30 I accept the submission of the respondents' legal representative. The applicants have not demonstrated that the partnership business is still operating. It has therefore failed to demonstrate that the injunctions against Trent Cause are ineffective. The consequence is that the applicants have not shown that they will not suffer substantial injustice if leave to appeal is refused. If they can demonstrate that the partnership business is continuing to operate then they have an alternative remedy, namely the ability to bring proceedings against Trent Cause for contempt.
31 There is another fundamental problem that the applicants face. Their written submissions in support of their application for leave to appeal describe the business and business assets purchased by DBMS from Playing to Win Pty Ltd as the "Business". Those submissions go on to say:
10. The First Applicant operated the Business upon acquisition until 30 June 2011 and assigned the Business on 1 July 2011 to the Third Applicant, who then conducted the Business from that date onwards and continues to conduct the Business.

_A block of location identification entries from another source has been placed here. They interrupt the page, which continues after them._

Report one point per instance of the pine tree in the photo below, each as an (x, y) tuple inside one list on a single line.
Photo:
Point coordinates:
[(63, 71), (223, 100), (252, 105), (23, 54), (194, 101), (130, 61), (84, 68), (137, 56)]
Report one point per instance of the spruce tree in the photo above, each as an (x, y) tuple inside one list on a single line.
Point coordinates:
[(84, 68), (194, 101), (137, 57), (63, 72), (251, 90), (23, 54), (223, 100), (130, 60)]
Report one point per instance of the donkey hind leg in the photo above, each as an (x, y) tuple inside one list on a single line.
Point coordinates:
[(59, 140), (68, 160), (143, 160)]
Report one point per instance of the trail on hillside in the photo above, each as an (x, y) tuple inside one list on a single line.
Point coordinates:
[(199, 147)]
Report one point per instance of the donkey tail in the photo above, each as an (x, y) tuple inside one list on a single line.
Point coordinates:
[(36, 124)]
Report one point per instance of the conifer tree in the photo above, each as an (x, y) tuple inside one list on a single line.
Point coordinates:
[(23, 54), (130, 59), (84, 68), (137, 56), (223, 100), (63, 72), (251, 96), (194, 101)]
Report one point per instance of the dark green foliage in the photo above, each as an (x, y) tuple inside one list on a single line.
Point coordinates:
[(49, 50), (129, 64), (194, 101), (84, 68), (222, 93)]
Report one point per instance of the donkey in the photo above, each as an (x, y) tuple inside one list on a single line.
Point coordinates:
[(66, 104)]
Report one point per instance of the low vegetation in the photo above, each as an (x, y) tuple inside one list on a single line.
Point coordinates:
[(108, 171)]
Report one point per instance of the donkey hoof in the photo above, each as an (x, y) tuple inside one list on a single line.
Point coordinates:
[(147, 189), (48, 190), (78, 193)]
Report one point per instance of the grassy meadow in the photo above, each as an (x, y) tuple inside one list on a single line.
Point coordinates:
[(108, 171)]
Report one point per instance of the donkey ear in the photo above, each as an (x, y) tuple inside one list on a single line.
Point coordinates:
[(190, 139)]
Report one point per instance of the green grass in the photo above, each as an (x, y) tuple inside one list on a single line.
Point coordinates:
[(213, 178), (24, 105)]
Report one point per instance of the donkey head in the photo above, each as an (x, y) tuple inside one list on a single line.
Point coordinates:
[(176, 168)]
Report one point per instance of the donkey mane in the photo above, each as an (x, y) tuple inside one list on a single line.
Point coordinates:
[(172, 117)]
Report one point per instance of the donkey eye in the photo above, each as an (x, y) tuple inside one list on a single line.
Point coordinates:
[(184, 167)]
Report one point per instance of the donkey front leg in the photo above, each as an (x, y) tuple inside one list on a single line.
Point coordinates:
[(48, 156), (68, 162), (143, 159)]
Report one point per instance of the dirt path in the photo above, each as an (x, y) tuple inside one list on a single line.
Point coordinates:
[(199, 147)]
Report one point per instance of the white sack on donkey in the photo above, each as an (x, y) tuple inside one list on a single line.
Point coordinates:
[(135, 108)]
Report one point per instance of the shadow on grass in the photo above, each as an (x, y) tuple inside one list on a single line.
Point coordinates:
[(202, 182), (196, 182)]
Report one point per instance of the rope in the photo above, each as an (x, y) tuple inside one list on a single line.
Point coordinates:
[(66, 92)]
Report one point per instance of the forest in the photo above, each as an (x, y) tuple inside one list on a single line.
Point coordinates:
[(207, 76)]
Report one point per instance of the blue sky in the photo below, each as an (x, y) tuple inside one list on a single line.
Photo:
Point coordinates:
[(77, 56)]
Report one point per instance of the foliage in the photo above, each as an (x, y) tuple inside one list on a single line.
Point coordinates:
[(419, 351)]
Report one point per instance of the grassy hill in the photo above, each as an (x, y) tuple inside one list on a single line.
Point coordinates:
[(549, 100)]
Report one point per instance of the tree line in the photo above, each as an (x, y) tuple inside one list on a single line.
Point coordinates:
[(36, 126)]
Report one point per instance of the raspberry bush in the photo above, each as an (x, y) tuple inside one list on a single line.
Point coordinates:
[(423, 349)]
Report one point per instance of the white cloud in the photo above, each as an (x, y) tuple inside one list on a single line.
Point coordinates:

32 It may be noted that there is presently no "Third Applicant", but the submissions indicate that the applicants propose to join Motor One Group Pty Ltd as the third applicant. The submissions indicate that it is Motor One Group Pty Ltd, not DBMS, that has conducted the Auto Xtreme business since 1 July 2011. This contrasts with the clear indication in the applicants' submissions to the primary judge that DBMS conducts the Auto Xtreme business.
33 The applicants' admission that the Auto Xtreme business is carried out by a company that is not a party has the potential to affect each of the proposed grounds of appeal. Precisely how they may be affected was not explored. It at least seems possible that DBMS lacked standing to seek and obtain injunctions against Trent Cause and it may lack standing to seek injunctions against Ashley Cause. It is not clear, for example, whether the benefit of the contract between Playing to Win Pty Ltd and Ashley Cause has been assigned by DBMS to Motor One Group Pty Ltd.
34 In circumstances where the basis upon which at least the first applicant has standing is quite unclear and where only one ground is demonstrated to have any real prospect of success, but where the refusal of leave would not create substantial injustice, I decline to grant leave to appeal.
I certify that the preceding thirty-four (34) numbered paragraphs are a true copy of the Reasons for Judgment herein of the Honourable Justice Rangiah.